It’s kinda hard to ignore movies like Sin City. The first chapter, almost ten years ago, found an effective way to capture the harsh and heavy visual language of the Frank Miller most effective work with ambitious, yet undoubtely brilliant, green screen techniques capable to charm the newcomers as much as the old school graphic-novel fans. Nonetheless the adaptation had its fair pack of issues, from the wayward, sometimes inconsistant filmmaking and storytelling (easily Rodriguez biggest flaw as a director) to the misleading overall mood, often jeopardized by the exact same comic-strip lines & dialogues which used to work so well before leaving their original form. Movies and comics ain’t working the same and Miller’s masterpiece, with all its heavy cinematographic roots, would’ve deserved a deeper approach: something much closer to the hard-boiled, old-fashioned noir movies than the action-packed, trope-driven yet enjoyable flick put togheter by the texas (chainsaw) director.
Ten years passed and Rodriguez isn’t showing any major change of route, filming a movie which ends up being very similar to its ancestor: a massive, stunning visual experience partially clouded by the continuous overflow of dialogues, monologues and jokes forced on screen by a literal adaptation who blatantly chases any single quote featured by the comic. As a viewer, I often felt the frustration of watching amazing scenes (Dwight and Marv breaking in Lord mansion and the epic clash between the latter and Manute, just to mention one) and having them ruined by an excessive usage of useless, pace-killing spoken sentences. But the graphic novel had them all, someone might say: that might be true for the most part, but the fine, hard-boiled loosening feeling crafted by the few words written on paper can’t be translated on screen by simply reading them out, neither assembling them into badass-like statements. To quote Raymond Chandler, “the technical basis of the Black Mask type of story […] was that the scene outranked the plot, in the sense that a good plot was one which made good scenes”. A lesson well learned by Miller paper works as well as by talented directors such as Quentin Tarantino: too bad Rodriguez isn’t quite there yet.
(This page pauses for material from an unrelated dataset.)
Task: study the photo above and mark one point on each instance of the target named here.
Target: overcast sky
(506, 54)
The gap between the movie and its comic-book counterparts is widened out by the presence of two original short-stories (The Long Bad Night and The Fat Loss) which, altough for different reasons, happen to blend quite poorly with the series and also don’t fit so nicely into the Sin City story arc. I personally liked the first one (featuring a great Joseph Gordon-Levitt) but I definitely couldn’t stand the latter, which is easily the worst part of the whole movie.
None of the many differences between the graphic-novel and its screen adaptation have anything to do with the overall movie quality, which is perfectly fine: the sequel is fun and enjoyable to its full extent (almost) as much as the first one. If anything, the exploitation moods and tones imposed by Rodriguez are able to “compensate” the lackness of high-impact, dramatic stories such as The Hard Goodbye and That Yellow Bastard in favor of the exceeding performances of Josh Brolin, Eva Green and a no less than top notch cast. The final verdict is treatened, today like 10 years ago, by some inconsistencies in the filmmaking process and their major impact on the overall movie flow, less noticeable in the first part (featuring an excellent start with the short-story Just Another Saturday Night and the first scenes of ADTKF) but quickly escalating towards the end.
In a nutshell: go see it if you liked the first chapter: you probably won’t love it as much, but it will still be worthwile.